By Jessica Able, Record Staff Writer
Jesuit Father Gregory J. Boyle asked people gathered at St. Matthews Episcopal Church Aug. 6 to “imagine a circle of compassion and then imagine nobody standing outside of that circle.”
Father Boyle urged the 300 or so people gathered to go to the margins of society and stand with the poor, the powerless and the voiceless.
“Stand with those whose dignity has been denied and you stand with those whose burdens are more than they can bear. … And what a privilege it is to stand with the disposable so that the day will come that we stop throwing people away,” he said.
Father Boyle is the founder of Homeboy Industries, an organization that ministers to former gang members in Los Angeles.
Father Boyle began the ministry that led to what is now Homeboy Industries during his days as a pastor of the Delores Mission Church in Los Angeles in the late 1980s.
To address the devastating gang violence in the neighborhood surrounding the parish and in the greater Los Angeles community, Father Boyle and other individuals sought to provide basic job-training skills and compassion to those seeking a way out of gang activity. Today, Homeboy Industries provides services to 15,000 men and women.
In his address last week, Father Boyle said the measure of compassion lies not in the service to those on the margins but “only in our willingness to see ourselves in kinship with them.”
“For the truth of the matter is if we don’t welcome our own wounds we may well be tempted to despise the wounded. … We are all a cry for help. We are all in need of healing, that’s one of the things that joins us together as members of the human family,” he said.
This notion of “kinship” is also inherent in the philosophy of ChooseWell Communities, one of the event’s co-hosts.
ChooseWell is a non-profit organization in Louisville that seeks to make compassion more present in healthcare experiences said Stephanie Barnett.
One of ChooseWell’s signature ministries is called Project Thrive, a housing initiative that assists young families with previous substance abuse addictions to maintain sobriety in order to raise their children in healthy and drug-free homes, Barnett said.

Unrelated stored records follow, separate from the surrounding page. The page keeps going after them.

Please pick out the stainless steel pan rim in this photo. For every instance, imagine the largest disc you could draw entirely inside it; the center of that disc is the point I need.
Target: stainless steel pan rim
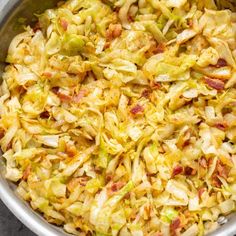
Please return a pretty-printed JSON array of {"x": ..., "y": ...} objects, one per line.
[{"x": 33, "y": 220}]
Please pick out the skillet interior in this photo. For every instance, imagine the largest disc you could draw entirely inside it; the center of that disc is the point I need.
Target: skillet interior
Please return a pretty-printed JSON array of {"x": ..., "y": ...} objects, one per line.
[{"x": 10, "y": 13}]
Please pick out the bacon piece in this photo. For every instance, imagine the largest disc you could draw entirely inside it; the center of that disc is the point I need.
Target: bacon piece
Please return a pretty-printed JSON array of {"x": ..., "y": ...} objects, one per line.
[
  {"x": 45, "y": 115},
  {"x": 189, "y": 171},
  {"x": 47, "y": 74},
  {"x": 158, "y": 234},
  {"x": 1, "y": 133},
  {"x": 215, "y": 181},
  {"x": 174, "y": 225},
  {"x": 117, "y": 186},
  {"x": 130, "y": 18},
  {"x": 55, "y": 90},
  {"x": 214, "y": 83},
  {"x": 177, "y": 170},
  {"x": 221, "y": 125},
  {"x": 114, "y": 31},
  {"x": 137, "y": 109},
  {"x": 201, "y": 191},
  {"x": 203, "y": 162},
  {"x": 26, "y": 173},
  {"x": 82, "y": 93},
  {"x": 64, "y": 97},
  {"x": 109, "y": 177},
  {"x": 71, "y": 150},
  {"x": 222, "y": 170},
  {"x": 64, "y": 24},
  {"x": 146, "y": 93},
  {"x": 221, "y": 63},
  {"x": 160, "y": 48},
  {"x": 36, "y": 27},
  {"x": 155, "y": 85}
]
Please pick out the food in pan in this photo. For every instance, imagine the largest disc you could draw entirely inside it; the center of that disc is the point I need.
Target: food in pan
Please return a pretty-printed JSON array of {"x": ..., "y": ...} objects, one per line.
[{"x": 119, "y": 117}]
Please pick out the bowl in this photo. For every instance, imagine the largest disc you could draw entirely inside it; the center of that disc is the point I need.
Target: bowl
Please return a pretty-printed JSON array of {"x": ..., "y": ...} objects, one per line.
[{"x": 12, "y": 13}]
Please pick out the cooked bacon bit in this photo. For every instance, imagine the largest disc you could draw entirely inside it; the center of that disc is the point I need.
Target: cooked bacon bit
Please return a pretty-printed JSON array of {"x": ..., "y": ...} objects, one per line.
[
  {"x": 109, "y": 177},
  {"x": 45, "y": 115},
  {"x": 174, "y": 225},
  {"x": 221, "y": 125},
  {"x": 127, "y": 196},
  {"x": 222, "y": 170},
  {"x": 83, "y": 180},
  {"x": 215, "y": 181},
  {"x": 107, "y": 45},
  {"x": 113, "y": 31},
  {"x": 160, "y": 48},
  {"x": 177, "y": 170},
  {"x": 203, "y": 162},
  {"x": 71, "y": 150},
  {"x": 26, "y": 173},
  {"x": 36, "y": 27},
  {"x": 190, "y": 22},
  {"x": 55, "y": 90},
  {"x": 201, "y": 191},
  {"x": 64, "y": 97},
  {"x": 64, "y": 24},
  {"x": 158, "y": 234},
  {"x": 189, "y": 171},
  {"x": 215, "y": 83},
  {"x": 221, "y": 63},
  {"x": 155, "y": 85},
  {"x": 137, "y": 109},
  {"x": 130, "y": 18},
  {"x": 9, "y": 145},
  {"x": 82, "y": 93},
  {"x": 47, "y": 74},
  {"x": 146, "y": 93},
  {"x": 117, "y": 186},
  {"x": 1, "y": 133}
]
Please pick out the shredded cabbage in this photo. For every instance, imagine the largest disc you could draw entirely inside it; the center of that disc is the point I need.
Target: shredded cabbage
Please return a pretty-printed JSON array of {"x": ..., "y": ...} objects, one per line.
[{"x": 118, "y": 117}]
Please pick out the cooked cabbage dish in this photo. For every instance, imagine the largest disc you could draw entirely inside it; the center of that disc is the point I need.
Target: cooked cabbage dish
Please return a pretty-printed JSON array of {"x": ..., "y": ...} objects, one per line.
[{"x": 119, "y": 117}]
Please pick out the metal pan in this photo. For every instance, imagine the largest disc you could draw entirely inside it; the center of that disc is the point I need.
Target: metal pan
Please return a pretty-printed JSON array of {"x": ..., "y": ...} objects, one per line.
[{"x": 10, "y": 12}]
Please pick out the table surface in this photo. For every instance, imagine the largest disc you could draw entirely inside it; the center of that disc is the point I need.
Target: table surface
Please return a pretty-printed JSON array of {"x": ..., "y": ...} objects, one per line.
[{"x": 10, "y": 225}]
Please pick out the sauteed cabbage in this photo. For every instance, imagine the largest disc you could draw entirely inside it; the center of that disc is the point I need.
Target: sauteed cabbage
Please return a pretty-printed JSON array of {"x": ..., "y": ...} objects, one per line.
[{"x": 119, "y": 117}]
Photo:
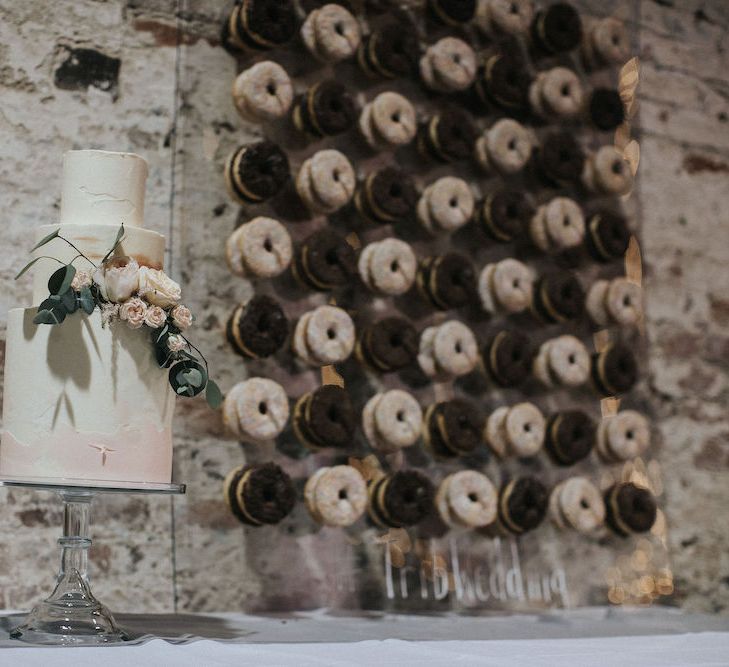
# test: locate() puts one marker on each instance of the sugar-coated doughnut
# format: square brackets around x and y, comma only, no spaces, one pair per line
[467,498]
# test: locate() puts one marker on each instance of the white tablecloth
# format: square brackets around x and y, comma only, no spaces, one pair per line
[586,637]
[710,648]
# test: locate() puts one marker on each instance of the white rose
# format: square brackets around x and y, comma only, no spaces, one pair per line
[80,280]
[175,342]
[181,317]
[109,312]
[158,288]
[118,279]
[133,312]
[155,317]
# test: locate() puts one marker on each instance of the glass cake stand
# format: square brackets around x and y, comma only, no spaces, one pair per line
[71,614]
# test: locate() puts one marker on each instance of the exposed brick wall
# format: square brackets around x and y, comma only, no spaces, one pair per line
[137,76]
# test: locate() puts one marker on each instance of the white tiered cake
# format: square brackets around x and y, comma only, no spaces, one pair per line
[83,400]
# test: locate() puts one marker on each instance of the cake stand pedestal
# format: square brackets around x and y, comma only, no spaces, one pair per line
[71,614]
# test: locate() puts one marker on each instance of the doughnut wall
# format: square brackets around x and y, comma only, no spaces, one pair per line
[443,285]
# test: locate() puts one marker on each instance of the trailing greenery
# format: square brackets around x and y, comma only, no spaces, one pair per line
[70,290]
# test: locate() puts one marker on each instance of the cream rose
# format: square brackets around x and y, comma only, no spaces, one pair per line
[175,342]
[109,312]
[181,317]
[158,288]
[155,317]
[133,312]
[80,280]
[118,279]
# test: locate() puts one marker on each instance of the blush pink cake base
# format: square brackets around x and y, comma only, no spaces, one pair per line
[84,401]
[136,456]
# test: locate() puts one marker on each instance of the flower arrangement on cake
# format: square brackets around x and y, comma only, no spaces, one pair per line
[139,296]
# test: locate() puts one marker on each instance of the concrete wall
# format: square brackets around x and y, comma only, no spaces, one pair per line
[159,87]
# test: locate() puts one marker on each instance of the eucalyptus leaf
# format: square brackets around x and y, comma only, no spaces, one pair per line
[86,300]
[61,279]
[119,237]
[213,395]
[161,335]
[68,300]
[164,356]
[180,376]
[193,377]
[46,239]
[56,309]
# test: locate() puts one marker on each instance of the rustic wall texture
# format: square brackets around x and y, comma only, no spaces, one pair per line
[149,76]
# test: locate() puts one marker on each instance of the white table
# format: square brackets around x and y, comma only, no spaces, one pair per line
[585,637]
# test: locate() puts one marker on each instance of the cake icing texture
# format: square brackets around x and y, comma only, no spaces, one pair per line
[92,369]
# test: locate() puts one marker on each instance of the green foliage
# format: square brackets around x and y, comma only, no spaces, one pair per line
[69,302]
[51,311]
[86,300]
[188,377]
[213,394]
[61,279]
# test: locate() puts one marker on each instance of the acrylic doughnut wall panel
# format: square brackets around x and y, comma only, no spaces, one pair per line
[533,203]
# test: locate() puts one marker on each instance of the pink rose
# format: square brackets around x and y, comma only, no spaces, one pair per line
[181,317]
[80,280]
[133,312]
[155,317]
[118,278]
[175,342]
[109,312]
[158,288]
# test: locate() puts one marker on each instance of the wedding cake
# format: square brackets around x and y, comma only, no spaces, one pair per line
[89,393]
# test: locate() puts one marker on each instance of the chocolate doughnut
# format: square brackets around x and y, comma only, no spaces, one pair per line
[570,437]
[614,370]
[261,24]
[558,297]
[505,214]
[560,159]
[257,328]
[390,51]
[259,494]
[452,12]
[309,6]
[387,196]
[607,236]
[449,280]
[454,428]
[503,81]
[388,344]
[325,418]
[508,358]
[606,109]
[256,172]
[557,29]
[325,260]
[326,109]
[401,499]
[448,136]
[630,509]
[522,504]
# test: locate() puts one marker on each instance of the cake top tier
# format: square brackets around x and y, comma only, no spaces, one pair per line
[103,188]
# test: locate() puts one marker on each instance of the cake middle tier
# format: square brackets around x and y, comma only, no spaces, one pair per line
[94,241]
[84,401]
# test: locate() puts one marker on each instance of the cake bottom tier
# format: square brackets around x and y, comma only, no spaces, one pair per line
[84,401]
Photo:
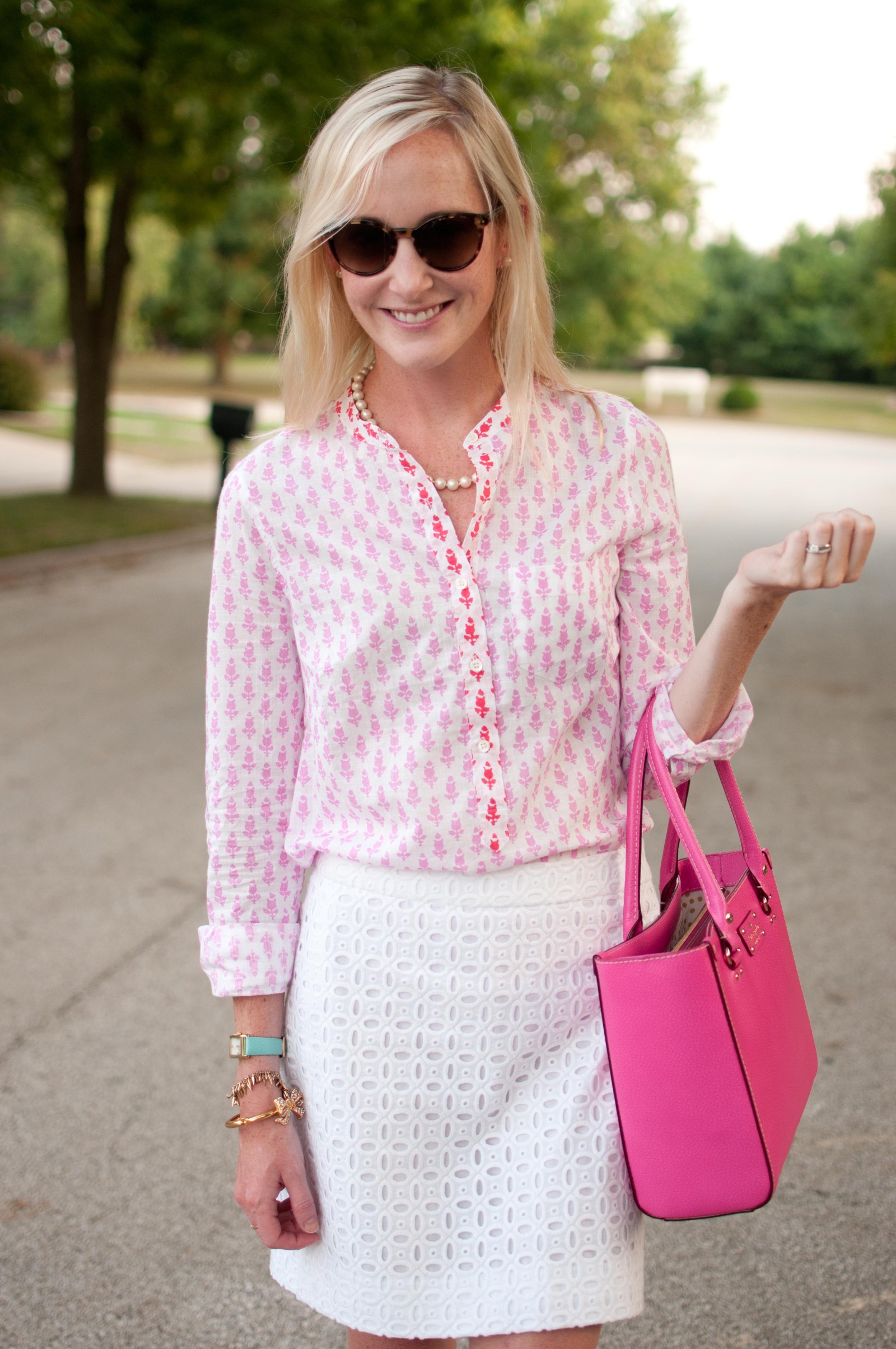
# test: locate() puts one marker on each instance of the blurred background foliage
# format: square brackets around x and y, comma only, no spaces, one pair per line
[601,113]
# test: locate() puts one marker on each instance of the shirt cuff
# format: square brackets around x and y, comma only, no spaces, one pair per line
[249,960]
[679,750]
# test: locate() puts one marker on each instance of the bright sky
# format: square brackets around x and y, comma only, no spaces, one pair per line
[810,110]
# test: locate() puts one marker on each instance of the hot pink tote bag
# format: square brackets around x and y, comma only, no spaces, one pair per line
[710,1046]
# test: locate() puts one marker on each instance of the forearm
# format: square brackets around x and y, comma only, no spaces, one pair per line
[705,691]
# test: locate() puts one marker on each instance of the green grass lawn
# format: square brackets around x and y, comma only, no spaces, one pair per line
[787,403]
[783,403]
[50,520]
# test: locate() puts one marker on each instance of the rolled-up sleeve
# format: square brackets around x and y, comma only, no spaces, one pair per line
[656,629]
[680,752]
[254,737]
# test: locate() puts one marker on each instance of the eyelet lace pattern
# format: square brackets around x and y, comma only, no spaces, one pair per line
[460,1135]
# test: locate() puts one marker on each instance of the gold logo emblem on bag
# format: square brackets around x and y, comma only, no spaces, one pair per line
[750,932]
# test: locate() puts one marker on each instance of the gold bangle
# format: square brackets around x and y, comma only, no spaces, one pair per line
[253,1080]
[238,1122]
[291,1103]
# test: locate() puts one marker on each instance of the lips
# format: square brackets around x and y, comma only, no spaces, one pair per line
[413,318]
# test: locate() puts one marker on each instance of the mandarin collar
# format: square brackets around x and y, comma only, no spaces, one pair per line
[486,443]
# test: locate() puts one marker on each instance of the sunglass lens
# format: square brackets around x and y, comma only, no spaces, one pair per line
[451,243]
[363,249]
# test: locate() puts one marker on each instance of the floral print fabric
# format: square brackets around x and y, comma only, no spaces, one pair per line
[380,691]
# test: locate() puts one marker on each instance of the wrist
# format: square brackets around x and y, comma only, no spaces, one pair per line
[743,596]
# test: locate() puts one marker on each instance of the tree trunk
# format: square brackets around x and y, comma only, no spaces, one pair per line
[222,352]
[94,319]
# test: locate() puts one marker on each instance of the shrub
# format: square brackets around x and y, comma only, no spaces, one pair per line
[19,380]
[740,397]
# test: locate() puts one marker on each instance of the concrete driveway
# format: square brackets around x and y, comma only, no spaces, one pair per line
[116,1219]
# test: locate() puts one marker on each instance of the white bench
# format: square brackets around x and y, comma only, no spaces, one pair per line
[676,380]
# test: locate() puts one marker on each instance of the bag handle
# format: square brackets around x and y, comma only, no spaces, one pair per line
[646,750]
[746,834]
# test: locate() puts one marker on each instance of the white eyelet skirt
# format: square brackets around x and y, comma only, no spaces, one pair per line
[462,1135]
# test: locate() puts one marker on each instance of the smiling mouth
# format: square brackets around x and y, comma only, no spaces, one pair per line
[420,316]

ChooseWell promotes a “compassionate, holistic and family-centered approach in meeting the recovery, housing, vocational, educational, child development and health-related priorities of its participants,” she said.
She hopes Father Boyle’s presentation helped supporters of ChooseWell learn how his model of kinship at Homeboy Industries can be adapted to ChooseWell’s programs.
“Kinship is the deepest compassionate connection between individuals and especially between people who we would call ‘living on the margins’ and those of us privileged not to have the same lived-experiences,” she said.
Kinship, she said, is more than a service. It’s where you are connected and there is no “us and them. There’s just us.”
“How do we show up with people on the margins so that our lives are changed by being able to experience what they’ve experienced,” she said.
Currently, the Project Thrive housing pilot assists 15 families but organizers would like to grow that number to 70, said Barnett.
Barnett hopes to partner with more workforce development programs and compassionate employers to offer training programs that meet the women where they are.
“When I think of the Gospel’s call to care, to walk the path that Christ walked, this is a real live way that’s being carried out with people that others would have thrown away.
“How can we meet these individuals without trying to rescue, without trying to judge and without trying to get our egos in the way? That’s not the way Christ operated. Christ was present,” said Barnett, who attended Mercy Academy.
The event was co-hosted by the Drepung Gomang Center for Engaging Compassion. St. William Church, the Sisters of Charity of Nazareth and Save-A-Lot sponsored the event.